Embora os ferros-velhos tenham deixado de funcionar à vista de todos e se tornado invisíveis, desde 2004, na política de estado implementada pelo então Ministro da Segurança de Buenos Aires, Juan Pablo Cafiero, e pelo Secretário de Segurança Nacional, Norberto Quentin, declararam guerra aos ladrões de automóveis; Nos últimos anos, a atividade evoluiu com maior sigilo, mas continuou com ofertas nas redes sociais.

Outro ciclo de roubo de carros explodiu nos últimos anos. No mundo do crime é conhecido como “going de bondi”. Dessa forma, os invasores trocam de carro e ônibus.
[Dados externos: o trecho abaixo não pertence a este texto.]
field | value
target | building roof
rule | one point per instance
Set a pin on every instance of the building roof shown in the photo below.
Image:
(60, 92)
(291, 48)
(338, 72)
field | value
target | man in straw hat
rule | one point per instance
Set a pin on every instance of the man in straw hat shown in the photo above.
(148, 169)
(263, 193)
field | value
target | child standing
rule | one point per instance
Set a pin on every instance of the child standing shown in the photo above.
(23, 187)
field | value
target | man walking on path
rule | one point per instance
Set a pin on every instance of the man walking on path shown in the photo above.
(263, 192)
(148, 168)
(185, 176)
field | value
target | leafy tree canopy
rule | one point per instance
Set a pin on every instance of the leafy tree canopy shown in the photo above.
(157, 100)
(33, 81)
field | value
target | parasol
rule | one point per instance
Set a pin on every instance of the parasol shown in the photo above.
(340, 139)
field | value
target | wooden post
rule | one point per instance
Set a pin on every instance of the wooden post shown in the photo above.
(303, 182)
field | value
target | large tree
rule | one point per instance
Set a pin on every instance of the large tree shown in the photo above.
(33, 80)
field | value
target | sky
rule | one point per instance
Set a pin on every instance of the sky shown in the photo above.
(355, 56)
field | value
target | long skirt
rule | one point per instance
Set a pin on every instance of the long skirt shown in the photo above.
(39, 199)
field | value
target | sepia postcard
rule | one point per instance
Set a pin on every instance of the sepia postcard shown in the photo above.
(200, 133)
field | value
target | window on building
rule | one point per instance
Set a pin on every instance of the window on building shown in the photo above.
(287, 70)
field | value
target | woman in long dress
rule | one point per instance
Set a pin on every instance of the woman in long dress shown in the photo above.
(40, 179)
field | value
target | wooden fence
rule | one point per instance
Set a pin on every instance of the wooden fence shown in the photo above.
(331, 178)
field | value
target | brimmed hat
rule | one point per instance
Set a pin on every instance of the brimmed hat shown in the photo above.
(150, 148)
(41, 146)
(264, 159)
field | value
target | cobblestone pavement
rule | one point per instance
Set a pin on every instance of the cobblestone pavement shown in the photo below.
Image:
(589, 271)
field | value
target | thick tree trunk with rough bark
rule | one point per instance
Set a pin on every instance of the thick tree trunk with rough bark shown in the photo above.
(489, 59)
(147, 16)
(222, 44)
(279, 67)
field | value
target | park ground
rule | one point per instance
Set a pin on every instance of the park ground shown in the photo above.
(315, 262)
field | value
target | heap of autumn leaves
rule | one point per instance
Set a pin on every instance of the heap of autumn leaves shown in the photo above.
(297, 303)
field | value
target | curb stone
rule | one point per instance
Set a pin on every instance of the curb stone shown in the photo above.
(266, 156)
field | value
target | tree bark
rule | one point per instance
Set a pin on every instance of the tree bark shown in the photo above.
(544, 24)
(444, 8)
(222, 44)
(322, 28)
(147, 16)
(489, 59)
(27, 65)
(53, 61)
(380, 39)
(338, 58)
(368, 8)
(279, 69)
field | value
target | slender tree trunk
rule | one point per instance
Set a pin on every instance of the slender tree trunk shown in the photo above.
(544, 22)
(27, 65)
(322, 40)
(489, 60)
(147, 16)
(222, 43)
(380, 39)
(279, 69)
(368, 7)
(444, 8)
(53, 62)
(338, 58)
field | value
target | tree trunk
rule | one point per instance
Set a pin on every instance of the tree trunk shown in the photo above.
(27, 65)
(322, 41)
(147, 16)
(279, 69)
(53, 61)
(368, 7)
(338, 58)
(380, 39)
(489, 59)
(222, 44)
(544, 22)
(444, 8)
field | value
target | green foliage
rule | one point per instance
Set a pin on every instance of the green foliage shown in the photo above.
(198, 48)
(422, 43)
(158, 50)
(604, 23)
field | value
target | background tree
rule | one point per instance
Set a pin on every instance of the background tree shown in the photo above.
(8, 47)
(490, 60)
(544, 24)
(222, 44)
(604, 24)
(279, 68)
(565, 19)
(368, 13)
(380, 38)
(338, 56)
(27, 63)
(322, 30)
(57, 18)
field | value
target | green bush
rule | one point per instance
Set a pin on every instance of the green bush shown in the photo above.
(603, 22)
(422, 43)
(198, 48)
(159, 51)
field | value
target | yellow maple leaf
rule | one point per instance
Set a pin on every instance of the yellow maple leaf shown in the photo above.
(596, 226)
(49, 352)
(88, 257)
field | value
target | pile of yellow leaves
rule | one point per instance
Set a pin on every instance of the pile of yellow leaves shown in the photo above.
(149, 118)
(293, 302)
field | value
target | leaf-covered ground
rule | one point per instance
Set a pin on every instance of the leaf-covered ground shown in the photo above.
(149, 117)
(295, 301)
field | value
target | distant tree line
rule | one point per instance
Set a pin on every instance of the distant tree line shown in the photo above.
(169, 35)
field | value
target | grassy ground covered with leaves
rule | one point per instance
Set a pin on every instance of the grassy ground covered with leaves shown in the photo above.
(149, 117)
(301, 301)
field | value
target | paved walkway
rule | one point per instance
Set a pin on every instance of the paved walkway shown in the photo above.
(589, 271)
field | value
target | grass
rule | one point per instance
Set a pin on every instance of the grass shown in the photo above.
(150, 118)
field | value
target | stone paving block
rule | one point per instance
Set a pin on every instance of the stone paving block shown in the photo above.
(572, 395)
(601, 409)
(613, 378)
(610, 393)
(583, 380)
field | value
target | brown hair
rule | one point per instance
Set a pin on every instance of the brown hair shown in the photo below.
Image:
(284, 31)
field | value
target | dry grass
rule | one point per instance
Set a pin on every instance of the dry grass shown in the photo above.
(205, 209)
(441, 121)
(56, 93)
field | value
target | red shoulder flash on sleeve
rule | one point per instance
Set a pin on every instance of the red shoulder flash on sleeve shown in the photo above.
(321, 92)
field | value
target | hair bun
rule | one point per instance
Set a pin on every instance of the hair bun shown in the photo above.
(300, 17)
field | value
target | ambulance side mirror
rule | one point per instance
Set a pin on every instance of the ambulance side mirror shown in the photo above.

Trata-se de roubar o maior número de carros em uma onda de crimes que sabe quando começa e termina quando eles escolhem o carro do qual podem retirar o máximo de peças possível. A cidade de São Petersburgo, em La Matanza, se transformou em um lugar onde carros roubados acabam sendo canibalizados. Esses lugares estão aumentando nos subúrbios.
A diminuição do número de furtos de veículos ocorreu especialmente na província de Buenos Aires, onde foram registrados 63 mil casos, contra 72 mil casos no ano anterior.
Enquanto a região de Buenos Aires registrou 10.900 roubos de veículos entre junho de 2024 e 2025, 2.300 a menos que entre junho de 2024 e 2023.
Neste caso, o Governo de Buenos Aires decidiu instalar 832 arcos de leitura de licenças na Avenida General Paz, rodovias e 74 pontos de entrada na cidade. Esses dispositivos permitiram detectar um número significativo de carros roubados. Criminosos que circulavam em carros ou motos pedindo sequestro também foram presos. Segundo fontes do governo de Buenos Aires, a medida, que possibilitou a criação da Divisão Digital Ring, reduziu o roubo de veículos.
Na periferia a situação é completamente diferente: existem apenas quatro prefeituras sem fiscalização e equipadas com leitores de licenças.